Insultes racistes visant Mbappé : réaction des autorités françaises
Deux jours après la victoire de l’équipe de France contre le Paraguay lors de la Coupe du monde, la sénatrice paraguayenne Celeste Amarilla a tenu des propos controversés à l’encontre de Kylian Mbappé. Elle a qualifié le joueur de « d’abruti » n’ayant « même pas appris à écrire », et l’a décrit comme un « Camerounais issu de la colonisation, s’efforçant désespérément de passer pour un Français », ajoutant qu’il « au lieu de téter le lait maternel, tétait des noix de coco ».
En réponse, l’attaquant du Real Madrid, engagé dans la lutte contre le racisme, a exprimé son indignation sur le réseau social X, déclarant : « Vous êtes une femme méprisable et indigne de sa fonction. Vous ne représentez pas le Paraguay, ce pays qui a transpiré la passion et l’honneur tout au long de la compétition. Par votre inconscience et votre racisme décomplexé, le monde entier a déjà oublié le parcours et l’effort historique que vos joueurs ont réalisé durant cette Coupe du monde. »
Le président Emmanuel Macron a également apporté son soutien à Mbappé, affirmant : « Un but de plus pour Kylian Mbappé. Contre le racisme cette fois. Tout mon soutien.
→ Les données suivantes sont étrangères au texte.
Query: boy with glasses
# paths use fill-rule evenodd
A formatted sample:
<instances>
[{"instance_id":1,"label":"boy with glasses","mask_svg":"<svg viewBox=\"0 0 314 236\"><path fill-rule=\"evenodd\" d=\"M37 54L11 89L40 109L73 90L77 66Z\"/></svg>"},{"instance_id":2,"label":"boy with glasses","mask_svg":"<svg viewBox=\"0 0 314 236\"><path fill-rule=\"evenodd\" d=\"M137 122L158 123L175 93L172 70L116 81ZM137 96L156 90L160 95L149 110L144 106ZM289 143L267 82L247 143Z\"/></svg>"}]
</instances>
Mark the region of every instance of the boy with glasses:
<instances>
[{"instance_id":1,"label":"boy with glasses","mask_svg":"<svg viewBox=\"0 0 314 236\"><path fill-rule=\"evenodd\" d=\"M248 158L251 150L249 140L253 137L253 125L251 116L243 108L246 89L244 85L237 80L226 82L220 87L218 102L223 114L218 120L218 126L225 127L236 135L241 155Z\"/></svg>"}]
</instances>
Quand les mots salissent, nos valeurs répondent : dignité, respect, fraternité. »
De nombreux responsables politiques français, y compris des candidats à l’élection présidentielle de 2027 tels que Gabriel Attal, Jean-Luc Mélenchon, Bruno Retailleau et Raphaël Glucksmann, ont condamné les propos de la sénatrice.
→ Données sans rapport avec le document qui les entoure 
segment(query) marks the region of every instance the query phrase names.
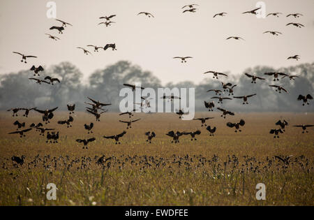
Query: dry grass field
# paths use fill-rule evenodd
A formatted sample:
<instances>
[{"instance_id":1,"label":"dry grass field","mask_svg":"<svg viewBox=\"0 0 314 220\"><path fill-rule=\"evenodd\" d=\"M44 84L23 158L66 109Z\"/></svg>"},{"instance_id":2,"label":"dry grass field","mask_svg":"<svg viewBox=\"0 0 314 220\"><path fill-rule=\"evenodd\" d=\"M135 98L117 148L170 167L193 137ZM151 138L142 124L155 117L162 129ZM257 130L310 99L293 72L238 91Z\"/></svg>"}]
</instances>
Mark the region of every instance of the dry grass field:
<instances>
[{"instance_id":1,"label":"dry grass field","mask_svg":"<svg viewBox=\"0 0 314 220\"><path fill-rule=\"evenodd\" d=\"M288 126L280 138L269 130L281 118L290 125L314 124L314 114L244 113L220 117L217 112L198 112L196 117L215 117L207 124L215 126L214 137L200 121L181 121L174 113L135 113L141 120L126 129L119 119L128 116L103 114L100 122L83 112L75 112L73 126L57 124L68 112L56 112L45 125L60 132L58 143L46 143L34 129L26 137L9 135L17 119L27 127L41 121L31 112L12 117L0 113L0 205L313 205L313 129L302 134ZM242 132L234 133L227 122L246 121ZM84 123L94 122L94 133L87 134ZM169 131L200 129L197 140L190 135L172 143ZM121 145L103 138L126 131ZM146 142L144 132L154 131L156 138ZM95 137L82 149L77 138ZM36 155L39 156L36 158ZM98 165L103 154L111 159ZM15 168L12 156L26 156ZM274 155L294 155L288 165ZM97 156L97 157L96 157ZM46 199L46 185L54 183L56 200ZM255 198L258 183L266 185L266 200Z\"/></svg>"}]
</instances>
Cédric Perrin, président de la commission des affaires étrangères du Sénat, a adressé une lettre à son homologue paraguayen, Basilio Gustavo Nunez Giménez, lui demandant de réaffirmer son attachement au respect de la dignité humaine et au rejet de toute expression raciste ou discriminatoire. Perrin a souligné l’importance de la diplomatie parlementaire, notant que les déclarations de la sénatrice ne reflètent pas l’institution.
Amarilla a par la suite exigé des excuses de la part de Kylian Mbappé, menaçant d’entamer des actions légales pour violence de genre si ce dernier ne se rétractait pas.